(no title)
nudpiedo | 22 days ago
IMHO It’s irrelevant it has a slightly better typesystem and runtime but that’s totally irrelevant nowadays.
With AI doing mostly everything we should forget these past riddles. Now we all should be looking towards fail-safe systems, formal verification and domain modeling.
whilenot-dev|22 days ago
> Now we all should be looking towards fail-safe systems, formal verification and domain modeling.
We were looking forward to these things since the term distributed computing has been coined, haven't we? Building fail-safe systems has always been the goal since long-running processes were a thing.
Despite any "past riddles", the more expressive the type system the better the domain modeling experience, and I'd guess formal methods would benefit immensely from a good type system. Is there any formal language that is usable as general-purpose programming language I don't know of? I only ever see formal methods used for the verification of distributed algorithms or permission logic, on the theorem proving side of things, but I have yet to see a single application written only in something like Lean[0] or LiquidHaskell[1]...
[0]: https://lean-lang.org/
[1]: https://ucsd-progsys.github.io/liquidhaskell/
nudpiedo|21 days ago
> Is there any formal language that is usable as general-purpose programming language I don't know of?
That’s sort of my point, the closest thing to a rich type system yet pragmatic enough is to me F# and it’s still falls short as formal verification and ecosystem integration.
I think eventually, we should invest into this direction so LLM production can be trusted, or even ideally, producing or helping with the specific specifications of models.

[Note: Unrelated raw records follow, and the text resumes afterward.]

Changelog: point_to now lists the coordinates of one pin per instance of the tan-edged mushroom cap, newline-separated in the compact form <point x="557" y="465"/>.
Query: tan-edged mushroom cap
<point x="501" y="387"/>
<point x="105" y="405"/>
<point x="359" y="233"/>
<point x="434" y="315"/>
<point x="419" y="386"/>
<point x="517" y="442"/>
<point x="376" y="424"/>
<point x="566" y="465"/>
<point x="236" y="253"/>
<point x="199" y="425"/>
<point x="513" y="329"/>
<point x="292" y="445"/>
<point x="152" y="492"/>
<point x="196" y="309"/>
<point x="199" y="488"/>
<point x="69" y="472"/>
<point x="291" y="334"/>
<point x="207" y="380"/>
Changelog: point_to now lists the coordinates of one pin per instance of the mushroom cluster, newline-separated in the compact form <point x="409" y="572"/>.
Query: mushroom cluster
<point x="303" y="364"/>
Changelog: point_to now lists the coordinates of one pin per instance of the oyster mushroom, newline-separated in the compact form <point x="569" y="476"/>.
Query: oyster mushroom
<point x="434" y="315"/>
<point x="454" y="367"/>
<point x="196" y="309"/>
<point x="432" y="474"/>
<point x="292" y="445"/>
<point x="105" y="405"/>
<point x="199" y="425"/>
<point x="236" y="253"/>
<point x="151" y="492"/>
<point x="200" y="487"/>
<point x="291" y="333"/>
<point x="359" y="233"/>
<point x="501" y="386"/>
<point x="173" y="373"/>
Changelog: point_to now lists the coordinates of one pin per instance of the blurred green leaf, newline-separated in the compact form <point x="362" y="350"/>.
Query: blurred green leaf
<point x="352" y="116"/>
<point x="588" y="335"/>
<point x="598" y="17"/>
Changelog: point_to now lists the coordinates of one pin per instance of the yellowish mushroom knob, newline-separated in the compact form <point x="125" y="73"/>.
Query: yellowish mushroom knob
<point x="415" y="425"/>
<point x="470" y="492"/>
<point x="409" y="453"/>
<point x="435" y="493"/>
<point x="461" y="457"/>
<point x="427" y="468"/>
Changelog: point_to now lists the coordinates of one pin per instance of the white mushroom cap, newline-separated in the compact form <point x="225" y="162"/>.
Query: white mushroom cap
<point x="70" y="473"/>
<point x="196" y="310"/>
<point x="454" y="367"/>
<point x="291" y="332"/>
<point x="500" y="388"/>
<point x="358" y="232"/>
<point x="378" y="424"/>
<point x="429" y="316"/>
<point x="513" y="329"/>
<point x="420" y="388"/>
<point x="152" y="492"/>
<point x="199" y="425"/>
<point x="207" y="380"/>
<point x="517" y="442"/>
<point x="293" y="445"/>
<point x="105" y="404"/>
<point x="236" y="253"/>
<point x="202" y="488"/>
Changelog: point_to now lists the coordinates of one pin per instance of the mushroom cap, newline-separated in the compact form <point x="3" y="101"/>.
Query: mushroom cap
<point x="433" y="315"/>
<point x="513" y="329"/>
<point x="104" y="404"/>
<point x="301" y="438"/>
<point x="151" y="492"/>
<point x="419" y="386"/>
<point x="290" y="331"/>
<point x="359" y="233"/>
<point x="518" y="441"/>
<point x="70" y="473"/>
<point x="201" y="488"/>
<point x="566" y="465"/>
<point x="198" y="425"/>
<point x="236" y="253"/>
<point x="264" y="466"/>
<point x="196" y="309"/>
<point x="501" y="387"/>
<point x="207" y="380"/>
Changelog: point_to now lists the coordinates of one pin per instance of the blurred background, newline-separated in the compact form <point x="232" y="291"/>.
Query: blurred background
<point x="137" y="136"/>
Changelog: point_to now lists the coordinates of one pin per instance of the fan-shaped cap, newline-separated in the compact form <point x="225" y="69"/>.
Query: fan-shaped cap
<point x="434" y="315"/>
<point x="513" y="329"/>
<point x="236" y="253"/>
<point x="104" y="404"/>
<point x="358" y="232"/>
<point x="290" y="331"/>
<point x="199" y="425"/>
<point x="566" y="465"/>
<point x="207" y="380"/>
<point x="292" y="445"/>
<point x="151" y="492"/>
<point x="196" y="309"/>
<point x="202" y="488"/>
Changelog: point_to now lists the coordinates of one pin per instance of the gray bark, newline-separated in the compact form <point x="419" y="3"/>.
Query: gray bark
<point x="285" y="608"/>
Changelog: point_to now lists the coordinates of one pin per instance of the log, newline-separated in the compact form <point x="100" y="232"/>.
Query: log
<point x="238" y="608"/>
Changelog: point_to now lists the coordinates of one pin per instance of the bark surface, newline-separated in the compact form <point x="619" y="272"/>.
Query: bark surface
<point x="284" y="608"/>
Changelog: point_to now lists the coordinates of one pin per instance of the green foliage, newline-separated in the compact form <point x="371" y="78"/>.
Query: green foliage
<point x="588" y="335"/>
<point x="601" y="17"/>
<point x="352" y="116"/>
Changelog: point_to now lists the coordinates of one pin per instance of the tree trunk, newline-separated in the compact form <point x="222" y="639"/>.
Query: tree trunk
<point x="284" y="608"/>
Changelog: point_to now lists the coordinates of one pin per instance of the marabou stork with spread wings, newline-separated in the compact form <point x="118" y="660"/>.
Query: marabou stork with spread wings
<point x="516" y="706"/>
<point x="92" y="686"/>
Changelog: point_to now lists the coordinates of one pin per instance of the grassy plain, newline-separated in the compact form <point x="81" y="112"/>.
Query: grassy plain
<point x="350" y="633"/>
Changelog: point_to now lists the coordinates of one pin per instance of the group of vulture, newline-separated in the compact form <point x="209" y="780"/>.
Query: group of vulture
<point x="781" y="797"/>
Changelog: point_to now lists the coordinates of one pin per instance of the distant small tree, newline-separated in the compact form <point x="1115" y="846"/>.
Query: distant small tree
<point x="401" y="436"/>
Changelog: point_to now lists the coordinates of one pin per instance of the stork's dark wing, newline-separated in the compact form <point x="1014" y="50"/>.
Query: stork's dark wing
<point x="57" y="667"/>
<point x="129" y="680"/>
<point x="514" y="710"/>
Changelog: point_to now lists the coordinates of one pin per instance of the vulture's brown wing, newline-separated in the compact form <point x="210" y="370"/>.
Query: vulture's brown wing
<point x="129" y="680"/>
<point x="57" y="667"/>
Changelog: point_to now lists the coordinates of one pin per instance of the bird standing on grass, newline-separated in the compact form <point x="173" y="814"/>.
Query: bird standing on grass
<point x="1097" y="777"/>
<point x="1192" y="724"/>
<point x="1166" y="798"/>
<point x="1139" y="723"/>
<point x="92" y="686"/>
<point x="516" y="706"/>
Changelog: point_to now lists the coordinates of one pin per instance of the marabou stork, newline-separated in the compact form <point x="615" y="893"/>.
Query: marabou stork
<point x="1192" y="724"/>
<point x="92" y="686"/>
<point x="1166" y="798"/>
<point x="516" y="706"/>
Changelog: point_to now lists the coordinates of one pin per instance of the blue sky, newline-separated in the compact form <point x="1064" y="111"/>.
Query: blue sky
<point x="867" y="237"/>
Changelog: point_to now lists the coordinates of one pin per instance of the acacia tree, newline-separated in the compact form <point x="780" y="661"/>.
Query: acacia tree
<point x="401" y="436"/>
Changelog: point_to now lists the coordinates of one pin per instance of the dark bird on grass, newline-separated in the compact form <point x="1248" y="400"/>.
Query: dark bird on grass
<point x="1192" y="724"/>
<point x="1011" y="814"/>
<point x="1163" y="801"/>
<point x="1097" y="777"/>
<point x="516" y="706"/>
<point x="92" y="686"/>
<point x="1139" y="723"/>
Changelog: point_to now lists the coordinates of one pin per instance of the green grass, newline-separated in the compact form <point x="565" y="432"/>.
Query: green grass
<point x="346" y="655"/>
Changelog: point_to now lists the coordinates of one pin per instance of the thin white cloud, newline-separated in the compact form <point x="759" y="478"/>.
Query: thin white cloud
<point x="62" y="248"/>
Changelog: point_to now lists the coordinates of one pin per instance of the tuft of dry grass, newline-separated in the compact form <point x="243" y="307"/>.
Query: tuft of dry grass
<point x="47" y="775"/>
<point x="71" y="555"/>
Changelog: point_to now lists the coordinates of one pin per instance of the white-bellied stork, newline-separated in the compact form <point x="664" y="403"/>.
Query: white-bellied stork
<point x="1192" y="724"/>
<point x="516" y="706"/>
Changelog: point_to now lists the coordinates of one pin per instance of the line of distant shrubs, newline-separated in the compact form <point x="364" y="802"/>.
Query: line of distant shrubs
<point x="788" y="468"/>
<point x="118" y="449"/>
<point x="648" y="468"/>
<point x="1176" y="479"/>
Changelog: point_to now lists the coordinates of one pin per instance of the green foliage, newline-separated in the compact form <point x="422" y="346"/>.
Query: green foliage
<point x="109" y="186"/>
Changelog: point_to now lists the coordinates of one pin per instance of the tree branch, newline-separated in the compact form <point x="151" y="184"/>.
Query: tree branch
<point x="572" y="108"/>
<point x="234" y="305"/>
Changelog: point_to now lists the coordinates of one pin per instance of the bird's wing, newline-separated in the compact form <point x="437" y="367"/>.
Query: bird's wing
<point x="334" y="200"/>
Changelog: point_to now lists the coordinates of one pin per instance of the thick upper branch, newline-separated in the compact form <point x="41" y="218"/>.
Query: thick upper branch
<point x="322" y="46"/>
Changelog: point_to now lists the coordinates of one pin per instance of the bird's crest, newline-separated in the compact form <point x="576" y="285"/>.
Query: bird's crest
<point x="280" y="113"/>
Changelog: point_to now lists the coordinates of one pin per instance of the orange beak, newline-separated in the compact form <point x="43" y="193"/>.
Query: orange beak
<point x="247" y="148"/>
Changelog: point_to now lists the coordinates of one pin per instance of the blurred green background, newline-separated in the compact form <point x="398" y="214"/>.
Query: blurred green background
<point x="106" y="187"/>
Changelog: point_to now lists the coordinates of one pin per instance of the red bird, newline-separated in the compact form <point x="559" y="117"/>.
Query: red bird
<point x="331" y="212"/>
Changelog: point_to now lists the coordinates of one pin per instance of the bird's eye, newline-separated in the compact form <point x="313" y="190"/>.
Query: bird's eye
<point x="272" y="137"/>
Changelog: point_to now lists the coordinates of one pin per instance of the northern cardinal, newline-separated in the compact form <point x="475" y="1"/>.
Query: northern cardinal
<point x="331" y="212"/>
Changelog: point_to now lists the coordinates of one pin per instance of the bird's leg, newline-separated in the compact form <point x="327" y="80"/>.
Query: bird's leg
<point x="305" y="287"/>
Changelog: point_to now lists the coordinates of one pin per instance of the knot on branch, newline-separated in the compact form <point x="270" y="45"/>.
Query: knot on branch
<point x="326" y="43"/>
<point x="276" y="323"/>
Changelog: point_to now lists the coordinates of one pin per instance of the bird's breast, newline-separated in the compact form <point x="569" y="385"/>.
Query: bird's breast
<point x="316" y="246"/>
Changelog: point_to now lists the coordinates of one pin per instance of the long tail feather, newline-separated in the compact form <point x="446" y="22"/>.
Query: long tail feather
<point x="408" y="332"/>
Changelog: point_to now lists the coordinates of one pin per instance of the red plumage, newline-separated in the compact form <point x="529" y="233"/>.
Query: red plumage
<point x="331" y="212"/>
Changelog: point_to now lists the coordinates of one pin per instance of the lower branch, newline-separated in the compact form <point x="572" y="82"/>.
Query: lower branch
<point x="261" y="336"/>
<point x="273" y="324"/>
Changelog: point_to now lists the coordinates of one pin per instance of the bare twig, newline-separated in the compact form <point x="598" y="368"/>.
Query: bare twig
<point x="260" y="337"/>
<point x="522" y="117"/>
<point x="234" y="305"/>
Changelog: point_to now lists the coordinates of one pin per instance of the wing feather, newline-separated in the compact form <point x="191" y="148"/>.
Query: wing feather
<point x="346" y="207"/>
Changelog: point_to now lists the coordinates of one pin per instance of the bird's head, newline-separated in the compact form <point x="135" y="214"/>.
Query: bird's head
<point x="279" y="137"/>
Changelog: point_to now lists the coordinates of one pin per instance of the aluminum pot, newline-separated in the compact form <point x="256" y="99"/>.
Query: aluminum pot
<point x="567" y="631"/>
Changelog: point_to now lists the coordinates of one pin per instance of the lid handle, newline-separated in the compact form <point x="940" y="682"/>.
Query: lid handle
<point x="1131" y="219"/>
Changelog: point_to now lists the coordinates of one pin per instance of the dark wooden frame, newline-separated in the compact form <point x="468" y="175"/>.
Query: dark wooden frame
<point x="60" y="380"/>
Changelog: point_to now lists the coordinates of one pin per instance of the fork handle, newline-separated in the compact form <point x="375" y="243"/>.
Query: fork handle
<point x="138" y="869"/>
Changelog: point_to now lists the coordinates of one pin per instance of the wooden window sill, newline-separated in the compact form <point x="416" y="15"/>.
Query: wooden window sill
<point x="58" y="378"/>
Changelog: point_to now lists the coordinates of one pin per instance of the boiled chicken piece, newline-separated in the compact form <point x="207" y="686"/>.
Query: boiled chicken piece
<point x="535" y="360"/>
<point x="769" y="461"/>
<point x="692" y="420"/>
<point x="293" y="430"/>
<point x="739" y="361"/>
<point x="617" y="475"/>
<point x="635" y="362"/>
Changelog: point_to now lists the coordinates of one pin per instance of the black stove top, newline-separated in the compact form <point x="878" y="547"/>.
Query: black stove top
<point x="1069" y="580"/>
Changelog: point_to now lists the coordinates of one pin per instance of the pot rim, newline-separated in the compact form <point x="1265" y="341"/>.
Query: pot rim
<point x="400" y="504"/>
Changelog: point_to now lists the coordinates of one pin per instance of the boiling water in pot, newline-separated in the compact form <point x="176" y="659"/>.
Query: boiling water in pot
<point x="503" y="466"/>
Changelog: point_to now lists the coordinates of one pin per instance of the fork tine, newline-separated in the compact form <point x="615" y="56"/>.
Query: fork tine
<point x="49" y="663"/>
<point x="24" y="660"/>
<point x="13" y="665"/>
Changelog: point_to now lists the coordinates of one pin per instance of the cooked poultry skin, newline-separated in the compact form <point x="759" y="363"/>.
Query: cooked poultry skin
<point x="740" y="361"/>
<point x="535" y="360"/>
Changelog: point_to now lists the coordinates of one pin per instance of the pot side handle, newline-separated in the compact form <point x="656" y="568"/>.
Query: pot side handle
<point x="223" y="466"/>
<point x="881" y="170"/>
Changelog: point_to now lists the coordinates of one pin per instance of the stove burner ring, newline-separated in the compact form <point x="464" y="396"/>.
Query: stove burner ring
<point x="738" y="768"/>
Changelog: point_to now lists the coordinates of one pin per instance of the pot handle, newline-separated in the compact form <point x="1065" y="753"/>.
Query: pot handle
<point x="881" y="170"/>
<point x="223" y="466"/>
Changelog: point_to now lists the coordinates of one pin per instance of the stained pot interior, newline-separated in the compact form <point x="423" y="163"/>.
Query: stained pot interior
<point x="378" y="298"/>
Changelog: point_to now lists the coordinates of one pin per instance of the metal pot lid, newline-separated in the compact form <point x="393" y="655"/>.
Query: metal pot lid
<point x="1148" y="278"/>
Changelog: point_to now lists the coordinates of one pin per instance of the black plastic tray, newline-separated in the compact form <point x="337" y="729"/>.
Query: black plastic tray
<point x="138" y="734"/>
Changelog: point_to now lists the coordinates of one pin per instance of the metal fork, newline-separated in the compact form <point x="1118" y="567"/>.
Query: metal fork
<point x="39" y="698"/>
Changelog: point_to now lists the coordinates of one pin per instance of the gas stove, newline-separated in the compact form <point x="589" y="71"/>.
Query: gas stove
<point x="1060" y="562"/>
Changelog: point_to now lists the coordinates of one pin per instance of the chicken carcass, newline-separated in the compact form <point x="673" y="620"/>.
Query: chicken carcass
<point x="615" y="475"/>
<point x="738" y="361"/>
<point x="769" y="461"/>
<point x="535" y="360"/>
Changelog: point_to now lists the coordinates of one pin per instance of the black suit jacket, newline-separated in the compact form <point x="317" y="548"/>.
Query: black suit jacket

This is yet to be done.
I don’t want to make a prophecy, but the day, ergonomics and verification meet in an LLM automated framework, this new development environment should take over everything previous.
giancarlostoro|22 days ago
How I finally was able to make a large Rust project without having to sacrifice my free time to really fully understand Rust. I have read through the Rust book several times but I never have time to fully “practice” Rust, I was able to say screw it and built my own Rust software using Claude Code.